I feel that with the increasing number of accidents and gun and knife crimes, first aid should be taught in all places of education. Norway is one country that does this, and it not only prepares people to help others but can encourage young people to work in the medical professions.
Last week a report from the Royal College of Obstetricians and Gynaecologists said that three-quarters of babies who died or were brain damaged at birth could have been saved had they received better care. Mothers have been urged to seek help if they notice that their unborn baby is moving less, and hospitals have been pressed to improve heart monitoring and staff communication. But one hears that mothers have not been listened to when they have alerted staff. The Times of 22 June stated:
“NHS culture must change to prevent deaths of babies. The failure to learn from errors is the greatest error of all”.
To prevent the deaths of babies should be paramount. I have very recently met some devastated parents who lost their babies from severe combined immunodeficiency disease. If SCID is recognised as a disease, it should be listed for newborn screening by the UK National Screening Committee. Appropriately treated, SCID can be cured and the child will have a normal life and grow to adulthood. The UK is at risk of falling behind other countries if it does not adopt newborn screening.

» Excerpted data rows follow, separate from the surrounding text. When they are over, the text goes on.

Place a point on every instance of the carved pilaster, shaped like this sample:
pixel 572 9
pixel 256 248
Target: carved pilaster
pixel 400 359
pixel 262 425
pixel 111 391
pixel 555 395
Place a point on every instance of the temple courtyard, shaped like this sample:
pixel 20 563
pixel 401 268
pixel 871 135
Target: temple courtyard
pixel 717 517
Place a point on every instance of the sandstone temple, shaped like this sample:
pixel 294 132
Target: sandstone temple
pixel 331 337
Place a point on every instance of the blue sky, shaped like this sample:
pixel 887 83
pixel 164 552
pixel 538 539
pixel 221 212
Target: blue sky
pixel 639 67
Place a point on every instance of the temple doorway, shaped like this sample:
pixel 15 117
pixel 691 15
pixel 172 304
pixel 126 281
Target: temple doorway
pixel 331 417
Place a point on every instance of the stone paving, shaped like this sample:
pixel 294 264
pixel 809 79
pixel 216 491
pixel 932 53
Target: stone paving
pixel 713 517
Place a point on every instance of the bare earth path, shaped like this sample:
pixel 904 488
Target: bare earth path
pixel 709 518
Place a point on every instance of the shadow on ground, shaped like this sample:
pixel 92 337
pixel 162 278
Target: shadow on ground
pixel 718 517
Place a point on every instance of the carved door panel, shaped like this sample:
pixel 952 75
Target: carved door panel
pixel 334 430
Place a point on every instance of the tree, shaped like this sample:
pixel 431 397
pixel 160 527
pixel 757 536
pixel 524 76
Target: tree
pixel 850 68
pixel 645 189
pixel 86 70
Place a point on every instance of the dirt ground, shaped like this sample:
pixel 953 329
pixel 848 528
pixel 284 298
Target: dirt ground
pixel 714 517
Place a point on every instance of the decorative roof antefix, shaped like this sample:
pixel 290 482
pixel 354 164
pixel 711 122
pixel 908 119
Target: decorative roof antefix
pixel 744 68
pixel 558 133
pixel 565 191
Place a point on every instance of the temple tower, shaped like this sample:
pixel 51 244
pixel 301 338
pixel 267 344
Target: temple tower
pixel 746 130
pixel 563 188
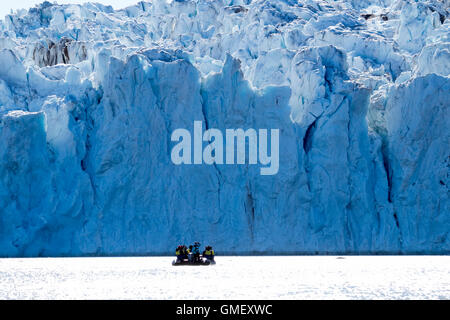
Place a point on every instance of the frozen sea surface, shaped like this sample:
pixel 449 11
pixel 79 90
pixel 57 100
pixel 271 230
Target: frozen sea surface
pixel 300 277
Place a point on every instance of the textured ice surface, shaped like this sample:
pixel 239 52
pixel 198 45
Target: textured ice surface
pixel 89 97
pixel 375 277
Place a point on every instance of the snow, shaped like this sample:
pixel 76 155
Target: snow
pixel 304 277
pixel 89 98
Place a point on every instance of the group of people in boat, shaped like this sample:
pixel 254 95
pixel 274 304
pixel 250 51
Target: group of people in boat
pixel 192 253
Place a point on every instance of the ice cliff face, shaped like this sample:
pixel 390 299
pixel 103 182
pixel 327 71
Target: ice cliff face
pixel 360 91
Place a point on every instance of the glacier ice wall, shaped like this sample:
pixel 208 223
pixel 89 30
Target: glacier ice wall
pixel 89 97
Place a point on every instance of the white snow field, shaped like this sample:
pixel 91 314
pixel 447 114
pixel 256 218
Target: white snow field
pixel 288 277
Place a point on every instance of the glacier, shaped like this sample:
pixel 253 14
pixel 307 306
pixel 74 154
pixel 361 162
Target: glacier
pixel 360 91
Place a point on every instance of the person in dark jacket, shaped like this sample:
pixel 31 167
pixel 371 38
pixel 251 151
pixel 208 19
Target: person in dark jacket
pixel 196 252
pixel 208 253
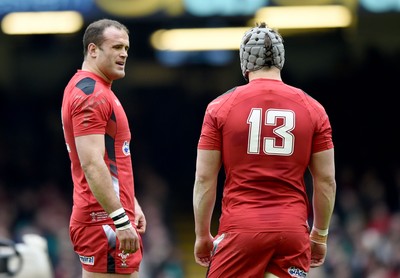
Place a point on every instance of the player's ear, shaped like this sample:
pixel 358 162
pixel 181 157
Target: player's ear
pixel 92 50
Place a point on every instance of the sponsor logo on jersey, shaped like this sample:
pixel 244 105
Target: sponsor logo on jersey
pixel 124 257
pixel 87 260
pixel 296 272
pixel 125 148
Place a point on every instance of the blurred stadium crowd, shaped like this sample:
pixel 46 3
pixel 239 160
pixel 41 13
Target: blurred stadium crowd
pixel 364 240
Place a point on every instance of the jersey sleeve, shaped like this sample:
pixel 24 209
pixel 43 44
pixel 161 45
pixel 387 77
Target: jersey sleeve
pixel 323 134
pixel 90 114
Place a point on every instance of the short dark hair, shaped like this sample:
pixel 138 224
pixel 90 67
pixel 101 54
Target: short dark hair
pixel 94 32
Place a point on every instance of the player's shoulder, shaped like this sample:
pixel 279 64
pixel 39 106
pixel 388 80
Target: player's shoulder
pixel 83 83
pixel 223 97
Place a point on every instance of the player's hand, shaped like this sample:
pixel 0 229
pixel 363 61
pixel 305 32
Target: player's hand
pixel 128 240
pixel 140 220
pixel 203 248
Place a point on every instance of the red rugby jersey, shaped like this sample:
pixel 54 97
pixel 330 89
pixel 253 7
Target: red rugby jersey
pixel 266 131
pixel 90 107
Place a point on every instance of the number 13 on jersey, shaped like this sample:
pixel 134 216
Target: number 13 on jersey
pixel 281 130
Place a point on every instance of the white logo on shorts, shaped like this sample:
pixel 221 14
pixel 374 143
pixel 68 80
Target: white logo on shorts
pixel 87 260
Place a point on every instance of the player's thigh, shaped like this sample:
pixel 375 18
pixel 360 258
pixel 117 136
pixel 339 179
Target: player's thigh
pixel 86 274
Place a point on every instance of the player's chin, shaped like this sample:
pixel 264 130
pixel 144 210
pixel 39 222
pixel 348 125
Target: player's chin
pixel 118 74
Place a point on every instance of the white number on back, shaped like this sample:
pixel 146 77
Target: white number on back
pixel 282 131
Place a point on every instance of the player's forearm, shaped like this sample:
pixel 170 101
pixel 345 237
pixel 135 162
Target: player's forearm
pixel 99 179
pixel 323 203
pixel 203 206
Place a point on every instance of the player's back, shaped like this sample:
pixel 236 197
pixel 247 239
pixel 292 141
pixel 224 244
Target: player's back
pixel 269 130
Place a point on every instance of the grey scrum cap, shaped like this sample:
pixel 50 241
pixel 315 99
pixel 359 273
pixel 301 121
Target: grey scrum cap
pixel 261 46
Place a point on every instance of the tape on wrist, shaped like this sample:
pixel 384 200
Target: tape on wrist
pixel 321 232
pixel 121 220
pixel 317 238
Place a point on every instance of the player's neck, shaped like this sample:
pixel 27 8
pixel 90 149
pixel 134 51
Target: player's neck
pixel 272 73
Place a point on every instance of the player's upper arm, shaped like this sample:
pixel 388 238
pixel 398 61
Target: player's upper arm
pixel 90 148
pixel 322 166
pixel 208 164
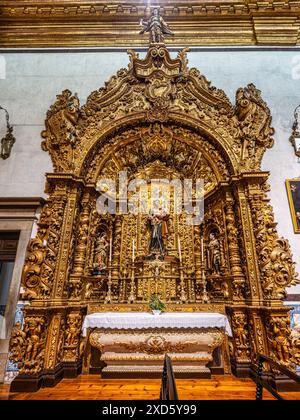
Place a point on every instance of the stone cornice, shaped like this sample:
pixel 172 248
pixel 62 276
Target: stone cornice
pixel 75 23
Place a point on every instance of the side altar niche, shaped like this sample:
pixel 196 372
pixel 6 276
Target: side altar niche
pixel 155 119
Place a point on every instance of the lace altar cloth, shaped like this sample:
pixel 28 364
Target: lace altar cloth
pixel 140 320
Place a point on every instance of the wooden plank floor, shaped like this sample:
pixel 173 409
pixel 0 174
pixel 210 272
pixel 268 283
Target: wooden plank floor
pixel 91 387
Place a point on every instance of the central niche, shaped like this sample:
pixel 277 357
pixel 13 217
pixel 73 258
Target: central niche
pixel 156 249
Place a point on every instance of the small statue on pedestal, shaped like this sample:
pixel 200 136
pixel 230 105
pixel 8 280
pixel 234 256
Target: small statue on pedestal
pixel 214 254
pixel 156 26
pixel 101 252
pixel 158 231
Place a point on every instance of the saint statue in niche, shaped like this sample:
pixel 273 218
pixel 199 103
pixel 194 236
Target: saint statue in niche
pixel 156 26
pixel 214 254
pixel 101 252
pixel 158 230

There are many difficult problems to solve at this time, but it would be very wrong not to treat the crisis in the NHS as one of the priorities that has to be tackled. We have a serious problem of a shortage of doctors, nurses and care workers. I ask the Minister on behalf of many patients and vulnerable people: does he realise that when there is a shortage of skilled staff things will go wrong? One of the dangers is not being honest about the situation and owning up to it.

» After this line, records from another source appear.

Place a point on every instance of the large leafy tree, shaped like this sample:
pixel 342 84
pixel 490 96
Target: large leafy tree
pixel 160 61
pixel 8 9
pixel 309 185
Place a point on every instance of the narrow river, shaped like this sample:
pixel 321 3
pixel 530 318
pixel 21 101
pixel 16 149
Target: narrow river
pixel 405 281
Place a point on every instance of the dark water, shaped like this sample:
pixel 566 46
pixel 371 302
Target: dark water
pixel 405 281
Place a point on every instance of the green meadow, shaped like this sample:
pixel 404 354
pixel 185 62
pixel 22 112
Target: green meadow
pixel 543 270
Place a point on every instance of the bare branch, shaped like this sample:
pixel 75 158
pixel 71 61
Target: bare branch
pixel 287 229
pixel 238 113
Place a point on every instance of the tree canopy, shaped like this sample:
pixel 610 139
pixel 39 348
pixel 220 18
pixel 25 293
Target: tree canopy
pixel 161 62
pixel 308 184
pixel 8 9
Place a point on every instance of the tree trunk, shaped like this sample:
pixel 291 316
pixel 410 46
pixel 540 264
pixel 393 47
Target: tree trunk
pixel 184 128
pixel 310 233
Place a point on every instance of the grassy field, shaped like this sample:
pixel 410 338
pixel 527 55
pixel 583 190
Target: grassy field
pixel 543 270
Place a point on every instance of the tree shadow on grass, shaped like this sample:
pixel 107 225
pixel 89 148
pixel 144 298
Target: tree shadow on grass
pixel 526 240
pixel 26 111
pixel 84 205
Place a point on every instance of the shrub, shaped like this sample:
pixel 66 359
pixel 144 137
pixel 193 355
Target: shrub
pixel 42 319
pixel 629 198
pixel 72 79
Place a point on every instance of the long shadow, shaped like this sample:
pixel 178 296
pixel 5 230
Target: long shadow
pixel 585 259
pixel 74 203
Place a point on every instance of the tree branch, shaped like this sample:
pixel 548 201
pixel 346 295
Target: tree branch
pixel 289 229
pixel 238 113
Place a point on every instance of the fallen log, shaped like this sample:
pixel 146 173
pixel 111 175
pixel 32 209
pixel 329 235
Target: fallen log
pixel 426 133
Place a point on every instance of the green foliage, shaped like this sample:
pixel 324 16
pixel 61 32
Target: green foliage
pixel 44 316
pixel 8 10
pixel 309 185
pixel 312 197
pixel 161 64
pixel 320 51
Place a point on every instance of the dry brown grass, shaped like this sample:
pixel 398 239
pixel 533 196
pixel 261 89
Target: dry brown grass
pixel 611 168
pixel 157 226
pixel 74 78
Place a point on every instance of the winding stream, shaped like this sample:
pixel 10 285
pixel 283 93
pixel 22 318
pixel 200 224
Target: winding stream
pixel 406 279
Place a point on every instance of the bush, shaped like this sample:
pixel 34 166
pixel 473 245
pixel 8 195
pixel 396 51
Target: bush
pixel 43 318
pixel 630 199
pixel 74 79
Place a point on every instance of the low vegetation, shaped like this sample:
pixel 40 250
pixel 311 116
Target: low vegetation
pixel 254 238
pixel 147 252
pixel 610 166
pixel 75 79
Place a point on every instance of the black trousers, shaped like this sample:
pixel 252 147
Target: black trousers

On Sunday 19 June, Channel 4 showed a programme, “BUPA Care Homes Undercover”. An undercover person who worked as a care assistant found that the patients were being mistreated. Did the Minister see the programme? If not, I hope he will. This is what happens when the wrong people are employed, and it is quite unacceptable.
Young and older doctors have been leaving the NHS. This is a disaster. Many developed countries spend far more on their health services than the UK. There are 40,000 unfilled nursing vacancies in England and the shortage is one of the most serious issues facing the NHS. Figures published this month showed that the number of EU nurses was down by 90% since last summer’s referendum. Many of our nurses are also leaving, looking for greener grass elsewhere. I read that the NHS is looking to bring in more nurses from India as hospitals struggle with the exodus of staff from the EU.

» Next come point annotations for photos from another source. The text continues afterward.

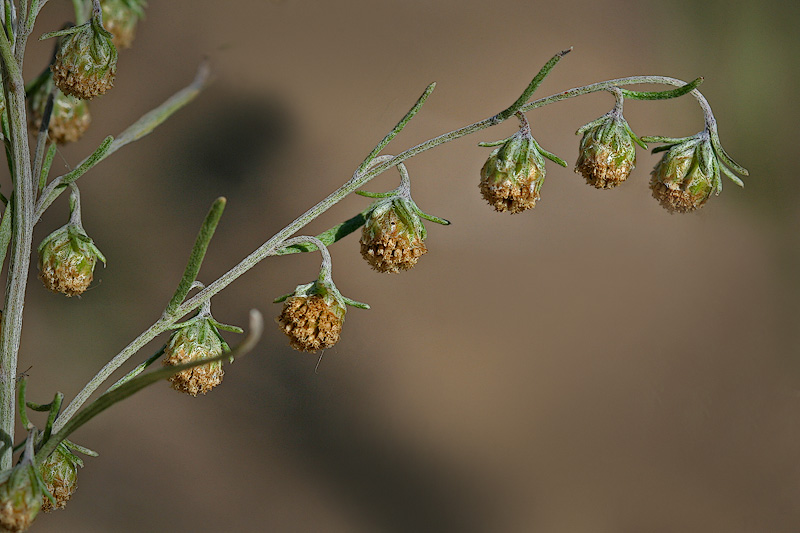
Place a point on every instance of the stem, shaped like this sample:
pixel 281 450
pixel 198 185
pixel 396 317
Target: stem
pixel 22 235
pixel 81 13
pixel 708 115
pixel 277 242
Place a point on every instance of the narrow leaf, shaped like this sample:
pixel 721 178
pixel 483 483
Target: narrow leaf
pixel 329 236
pixel 198 253
pixel 662 95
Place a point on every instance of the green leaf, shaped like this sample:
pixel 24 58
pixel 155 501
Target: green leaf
pixel 662 95
pixel 329 236
pixel 198 253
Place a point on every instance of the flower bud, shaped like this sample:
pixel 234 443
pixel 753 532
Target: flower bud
pixel 686 175
pixel 60 475
pixel 607 154
pixel 198 339
pixel 393 238
pixel 513 174
pixel 66 260
pixel 86 61
pixel 312 317
pixel 69 118
pixel 20 499
pixel 120 18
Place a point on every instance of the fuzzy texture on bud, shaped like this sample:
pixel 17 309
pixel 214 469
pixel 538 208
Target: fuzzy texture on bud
pixel 67 258
pixel 86 61
pixel 69 118
pixel 60 475
pixel 513 175
pixel 20 499
pixel 393 238
pixel 686 175
pixel 120 18
pixel 607 153
pixel 312 317
pixel 197 340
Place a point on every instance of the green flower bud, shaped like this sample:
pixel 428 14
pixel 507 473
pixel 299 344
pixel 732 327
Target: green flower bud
pixel 66 260
pixel 86 61
pixel 60 475
pixel 70 117
pixel 20 498
pixel 312 317
pixel 120 18
pixel 607 153
pixel 196 340
pixel 513 174
pixel 393 238
pixel 686 175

The idea would be to bring nurses from India for a fixed period on an earn-learn-return basis. Surely this would put patients at risk. Safety should be paramount and I do not think that this could be guaranteed, as nurses would be learning on our sick patients. Trained nurses from the EU on the whole have an excellent work ethos and their exodus is a great misfortune. There is great variation of care across the country. The whole situation needs a fast-track royal commission, but royal commissions seem to take too long. This has to be tackled now—and a workable, fit-for-purpose, safe NHS has to come out of it.